Labels, no matter if they are good or bad, can affect a child's self-image. This could potentially be something the follows a child for life and can be a burden. I see that in my students. There are times they just want to be themselves, but their parents have different expectations. Do they choose to please their inner being, or do they continue to perform for their parents?
For the most part I see my students not being true to themselves. They want to get good grades for their parents, or they hang around a certain group of peers simply because that is the expectation placed on them. This has led to a group of children who don't have a genuine interest in learning but want their teachers to shovel information at them in the quickest and most convenient method possible. The friendships are not close emotional bonds.
While this isn't going to have a huge impact on my 10 and 11-year-old students, I DO think it will affect them later in life. Elementary school is the place to take risks. Meet people and mingle. Miss an assignment here or there and notice the consequences. Have arguments with people who disagree with your point of view and talk it out. Unfortunately none of this is happening in my group of students. They are like little clones of each other. There is very little original thinking, but the need to live up to certain labels is seemingly more important. I am trying to demonstrate to children and their parents that part of being a good student in my classroom is to expand their thinking. It's not all about getting an A+ on a paper; it's more about discovering information that sparks an interest in more learning.
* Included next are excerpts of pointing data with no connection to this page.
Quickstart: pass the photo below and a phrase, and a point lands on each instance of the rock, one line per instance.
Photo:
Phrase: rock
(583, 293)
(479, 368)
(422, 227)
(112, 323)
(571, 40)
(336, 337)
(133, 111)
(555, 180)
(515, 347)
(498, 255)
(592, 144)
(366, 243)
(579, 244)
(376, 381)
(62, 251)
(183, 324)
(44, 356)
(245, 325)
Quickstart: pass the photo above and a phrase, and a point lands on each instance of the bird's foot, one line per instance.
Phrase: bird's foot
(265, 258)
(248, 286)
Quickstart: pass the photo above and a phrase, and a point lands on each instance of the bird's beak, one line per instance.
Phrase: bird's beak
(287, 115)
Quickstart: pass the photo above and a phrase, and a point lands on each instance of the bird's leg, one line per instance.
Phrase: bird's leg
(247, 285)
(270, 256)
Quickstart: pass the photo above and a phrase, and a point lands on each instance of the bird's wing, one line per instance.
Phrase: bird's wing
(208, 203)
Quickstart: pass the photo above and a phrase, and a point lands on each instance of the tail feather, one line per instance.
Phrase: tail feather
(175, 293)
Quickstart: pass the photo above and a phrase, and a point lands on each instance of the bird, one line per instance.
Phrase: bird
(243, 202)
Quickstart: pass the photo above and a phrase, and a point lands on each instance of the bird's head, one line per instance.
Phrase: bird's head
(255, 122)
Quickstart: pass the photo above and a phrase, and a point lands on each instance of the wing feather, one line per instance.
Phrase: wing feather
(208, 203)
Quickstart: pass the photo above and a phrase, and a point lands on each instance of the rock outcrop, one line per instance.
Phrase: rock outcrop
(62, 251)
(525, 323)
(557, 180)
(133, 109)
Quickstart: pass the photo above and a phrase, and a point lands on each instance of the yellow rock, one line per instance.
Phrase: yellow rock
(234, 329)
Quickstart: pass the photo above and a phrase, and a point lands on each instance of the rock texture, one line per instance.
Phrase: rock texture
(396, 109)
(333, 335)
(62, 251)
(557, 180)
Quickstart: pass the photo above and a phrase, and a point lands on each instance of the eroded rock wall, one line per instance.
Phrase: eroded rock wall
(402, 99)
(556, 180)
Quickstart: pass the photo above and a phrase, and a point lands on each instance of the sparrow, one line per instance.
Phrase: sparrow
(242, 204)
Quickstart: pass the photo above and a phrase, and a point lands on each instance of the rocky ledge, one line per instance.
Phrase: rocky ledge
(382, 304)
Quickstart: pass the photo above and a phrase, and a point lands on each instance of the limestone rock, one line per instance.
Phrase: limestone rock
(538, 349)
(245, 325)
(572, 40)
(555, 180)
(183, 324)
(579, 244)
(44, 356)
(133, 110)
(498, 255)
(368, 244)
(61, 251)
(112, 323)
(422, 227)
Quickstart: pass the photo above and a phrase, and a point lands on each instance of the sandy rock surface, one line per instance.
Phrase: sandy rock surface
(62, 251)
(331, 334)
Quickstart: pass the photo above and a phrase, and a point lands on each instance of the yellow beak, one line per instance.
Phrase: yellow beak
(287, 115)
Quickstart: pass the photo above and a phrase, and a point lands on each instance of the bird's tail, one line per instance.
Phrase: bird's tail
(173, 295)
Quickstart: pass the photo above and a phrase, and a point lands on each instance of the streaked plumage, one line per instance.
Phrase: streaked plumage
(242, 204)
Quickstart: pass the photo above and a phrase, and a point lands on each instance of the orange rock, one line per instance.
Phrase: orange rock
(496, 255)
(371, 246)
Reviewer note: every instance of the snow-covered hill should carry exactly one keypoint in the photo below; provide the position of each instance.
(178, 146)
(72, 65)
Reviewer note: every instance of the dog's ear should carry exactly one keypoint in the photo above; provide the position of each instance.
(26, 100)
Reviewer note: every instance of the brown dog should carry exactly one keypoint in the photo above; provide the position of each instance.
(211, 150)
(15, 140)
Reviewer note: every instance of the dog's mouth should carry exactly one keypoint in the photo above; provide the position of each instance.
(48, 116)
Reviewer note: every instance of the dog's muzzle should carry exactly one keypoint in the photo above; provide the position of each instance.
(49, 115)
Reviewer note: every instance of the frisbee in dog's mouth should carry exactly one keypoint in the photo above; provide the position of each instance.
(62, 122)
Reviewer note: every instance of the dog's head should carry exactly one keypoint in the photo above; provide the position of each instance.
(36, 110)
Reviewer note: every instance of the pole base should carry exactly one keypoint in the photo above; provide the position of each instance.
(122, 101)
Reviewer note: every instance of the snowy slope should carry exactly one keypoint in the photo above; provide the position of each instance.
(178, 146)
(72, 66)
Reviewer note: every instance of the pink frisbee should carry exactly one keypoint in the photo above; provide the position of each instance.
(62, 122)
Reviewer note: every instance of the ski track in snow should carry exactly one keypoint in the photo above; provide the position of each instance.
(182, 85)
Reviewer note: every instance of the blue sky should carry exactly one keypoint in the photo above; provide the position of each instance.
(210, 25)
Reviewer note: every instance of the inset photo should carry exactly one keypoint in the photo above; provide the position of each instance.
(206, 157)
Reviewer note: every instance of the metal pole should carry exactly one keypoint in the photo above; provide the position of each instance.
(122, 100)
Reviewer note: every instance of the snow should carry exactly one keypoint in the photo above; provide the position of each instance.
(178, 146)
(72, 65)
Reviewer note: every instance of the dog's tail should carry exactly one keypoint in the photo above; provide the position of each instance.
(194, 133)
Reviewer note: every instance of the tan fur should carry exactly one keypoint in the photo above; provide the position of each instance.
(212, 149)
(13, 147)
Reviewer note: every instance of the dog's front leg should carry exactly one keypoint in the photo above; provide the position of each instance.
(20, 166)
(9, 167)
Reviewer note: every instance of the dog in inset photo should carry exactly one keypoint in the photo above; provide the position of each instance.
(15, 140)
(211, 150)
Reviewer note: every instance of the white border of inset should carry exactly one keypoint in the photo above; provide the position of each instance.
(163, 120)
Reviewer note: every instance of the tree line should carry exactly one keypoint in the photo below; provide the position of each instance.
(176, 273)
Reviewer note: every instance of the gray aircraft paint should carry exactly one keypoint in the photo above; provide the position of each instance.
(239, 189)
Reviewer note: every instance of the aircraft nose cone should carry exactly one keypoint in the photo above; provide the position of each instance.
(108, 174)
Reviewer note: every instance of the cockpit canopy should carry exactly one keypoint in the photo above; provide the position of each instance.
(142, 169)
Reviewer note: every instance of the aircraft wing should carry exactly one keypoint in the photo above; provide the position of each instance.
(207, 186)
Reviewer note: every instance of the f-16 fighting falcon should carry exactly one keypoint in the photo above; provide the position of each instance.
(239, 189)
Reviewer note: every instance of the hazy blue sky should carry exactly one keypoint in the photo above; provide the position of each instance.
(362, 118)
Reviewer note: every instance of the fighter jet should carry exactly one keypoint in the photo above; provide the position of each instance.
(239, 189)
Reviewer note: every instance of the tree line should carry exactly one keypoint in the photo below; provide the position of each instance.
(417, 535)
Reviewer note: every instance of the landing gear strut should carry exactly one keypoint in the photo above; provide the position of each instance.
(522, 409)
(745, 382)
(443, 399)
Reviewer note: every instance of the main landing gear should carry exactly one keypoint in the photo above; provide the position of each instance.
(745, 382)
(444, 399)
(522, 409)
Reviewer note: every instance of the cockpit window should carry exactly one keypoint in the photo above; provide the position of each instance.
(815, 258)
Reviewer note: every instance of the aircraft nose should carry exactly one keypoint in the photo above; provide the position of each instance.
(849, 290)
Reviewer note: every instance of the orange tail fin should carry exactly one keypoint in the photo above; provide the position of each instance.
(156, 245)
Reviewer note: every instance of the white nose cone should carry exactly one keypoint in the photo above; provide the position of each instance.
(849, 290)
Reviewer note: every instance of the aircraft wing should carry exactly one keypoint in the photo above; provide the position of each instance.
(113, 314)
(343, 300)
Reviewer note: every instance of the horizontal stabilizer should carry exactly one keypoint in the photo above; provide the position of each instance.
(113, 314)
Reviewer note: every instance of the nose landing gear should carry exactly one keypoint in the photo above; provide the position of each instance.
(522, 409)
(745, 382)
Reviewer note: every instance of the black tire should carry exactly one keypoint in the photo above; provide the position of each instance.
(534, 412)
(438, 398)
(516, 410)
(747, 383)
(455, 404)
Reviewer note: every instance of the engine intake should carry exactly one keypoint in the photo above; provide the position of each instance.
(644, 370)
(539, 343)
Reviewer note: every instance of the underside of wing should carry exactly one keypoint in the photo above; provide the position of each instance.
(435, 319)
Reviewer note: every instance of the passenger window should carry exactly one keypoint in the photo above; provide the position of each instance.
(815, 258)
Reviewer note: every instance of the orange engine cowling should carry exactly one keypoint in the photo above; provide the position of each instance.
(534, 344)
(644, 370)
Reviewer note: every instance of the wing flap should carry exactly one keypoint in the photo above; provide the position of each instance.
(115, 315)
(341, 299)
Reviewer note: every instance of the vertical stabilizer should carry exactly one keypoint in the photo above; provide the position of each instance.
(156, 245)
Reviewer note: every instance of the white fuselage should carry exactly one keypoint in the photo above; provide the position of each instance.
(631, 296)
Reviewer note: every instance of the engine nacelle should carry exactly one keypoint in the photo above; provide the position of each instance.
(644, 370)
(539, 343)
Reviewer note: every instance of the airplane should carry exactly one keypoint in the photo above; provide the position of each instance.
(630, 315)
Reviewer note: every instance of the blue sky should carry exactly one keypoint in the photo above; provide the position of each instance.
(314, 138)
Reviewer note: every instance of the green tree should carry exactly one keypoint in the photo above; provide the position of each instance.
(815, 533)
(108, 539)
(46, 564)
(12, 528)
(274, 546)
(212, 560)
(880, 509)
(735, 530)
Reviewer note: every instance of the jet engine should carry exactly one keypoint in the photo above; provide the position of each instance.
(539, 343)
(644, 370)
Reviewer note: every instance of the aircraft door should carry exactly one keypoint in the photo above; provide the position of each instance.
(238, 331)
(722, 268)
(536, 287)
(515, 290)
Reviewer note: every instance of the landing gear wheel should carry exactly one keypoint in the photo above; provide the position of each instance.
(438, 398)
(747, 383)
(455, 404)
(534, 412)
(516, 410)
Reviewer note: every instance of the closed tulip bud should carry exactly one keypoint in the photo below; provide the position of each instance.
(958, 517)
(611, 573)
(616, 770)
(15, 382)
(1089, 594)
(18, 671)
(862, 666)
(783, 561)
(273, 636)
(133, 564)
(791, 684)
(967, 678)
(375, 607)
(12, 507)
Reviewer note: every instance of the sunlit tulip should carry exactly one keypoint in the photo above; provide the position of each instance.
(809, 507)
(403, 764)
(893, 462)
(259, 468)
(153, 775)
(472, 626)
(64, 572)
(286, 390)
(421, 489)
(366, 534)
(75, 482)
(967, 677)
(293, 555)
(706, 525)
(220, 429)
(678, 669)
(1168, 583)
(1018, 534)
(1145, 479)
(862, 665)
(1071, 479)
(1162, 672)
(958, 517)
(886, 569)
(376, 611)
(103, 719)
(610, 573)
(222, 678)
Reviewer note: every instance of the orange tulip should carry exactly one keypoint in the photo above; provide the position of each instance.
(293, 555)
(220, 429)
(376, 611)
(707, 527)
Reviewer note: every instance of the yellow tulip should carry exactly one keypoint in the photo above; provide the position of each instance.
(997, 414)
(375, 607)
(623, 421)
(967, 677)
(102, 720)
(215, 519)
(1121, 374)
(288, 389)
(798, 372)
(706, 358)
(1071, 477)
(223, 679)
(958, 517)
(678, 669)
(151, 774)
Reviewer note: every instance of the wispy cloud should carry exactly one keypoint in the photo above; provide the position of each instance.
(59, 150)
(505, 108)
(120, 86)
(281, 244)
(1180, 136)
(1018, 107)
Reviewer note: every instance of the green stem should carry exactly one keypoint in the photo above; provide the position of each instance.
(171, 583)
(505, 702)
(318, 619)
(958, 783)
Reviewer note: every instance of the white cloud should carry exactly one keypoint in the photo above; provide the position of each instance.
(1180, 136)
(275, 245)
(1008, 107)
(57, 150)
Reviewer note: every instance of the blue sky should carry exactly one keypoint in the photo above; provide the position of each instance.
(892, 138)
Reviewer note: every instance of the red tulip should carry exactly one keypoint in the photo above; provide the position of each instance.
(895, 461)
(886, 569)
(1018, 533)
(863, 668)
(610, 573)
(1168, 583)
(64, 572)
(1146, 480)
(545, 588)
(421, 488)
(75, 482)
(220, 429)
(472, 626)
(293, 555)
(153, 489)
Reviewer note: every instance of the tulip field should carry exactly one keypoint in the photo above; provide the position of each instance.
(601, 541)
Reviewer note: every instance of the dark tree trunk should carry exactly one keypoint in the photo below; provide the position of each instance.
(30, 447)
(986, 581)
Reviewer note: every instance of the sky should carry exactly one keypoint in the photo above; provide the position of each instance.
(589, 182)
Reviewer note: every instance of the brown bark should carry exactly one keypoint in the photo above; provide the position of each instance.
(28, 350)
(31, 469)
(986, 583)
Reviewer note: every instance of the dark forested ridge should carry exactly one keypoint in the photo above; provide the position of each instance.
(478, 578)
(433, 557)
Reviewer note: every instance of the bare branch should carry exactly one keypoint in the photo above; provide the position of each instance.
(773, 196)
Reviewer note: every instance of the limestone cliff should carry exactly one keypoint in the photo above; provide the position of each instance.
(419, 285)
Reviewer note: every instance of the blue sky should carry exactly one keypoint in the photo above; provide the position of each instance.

Not taking those risks now, not discovering those topics that spark creativity and interest will lead to a young adult who will take risks as a rebel. The student may decide school is not for him. She may realize that she never met people who she connected with and hang out with a crowd who will lead her down the wrong path, simply because she had never met someone with views different than hers. Boys and girls shouldn't have to carry their labels as baggage. They should be free to invent themselves with as little outside influence as possible from parents, teachers, and other adults.
To answer the original question: I was labeled as "smart," and I am. I do have to say, though, that when I do something stupid or make a dumb mistake I beat myself up over it. I don't want to let anyone down. If I can't solve a problem immediately I get frustrated. Yes, labels follow us. I don't think anyone meant to hurt me with such a wonderful label, but at some point we need to realize that we can never live up to an expectation of perfection within that label. I wonder if I can change my label to "mostly smart."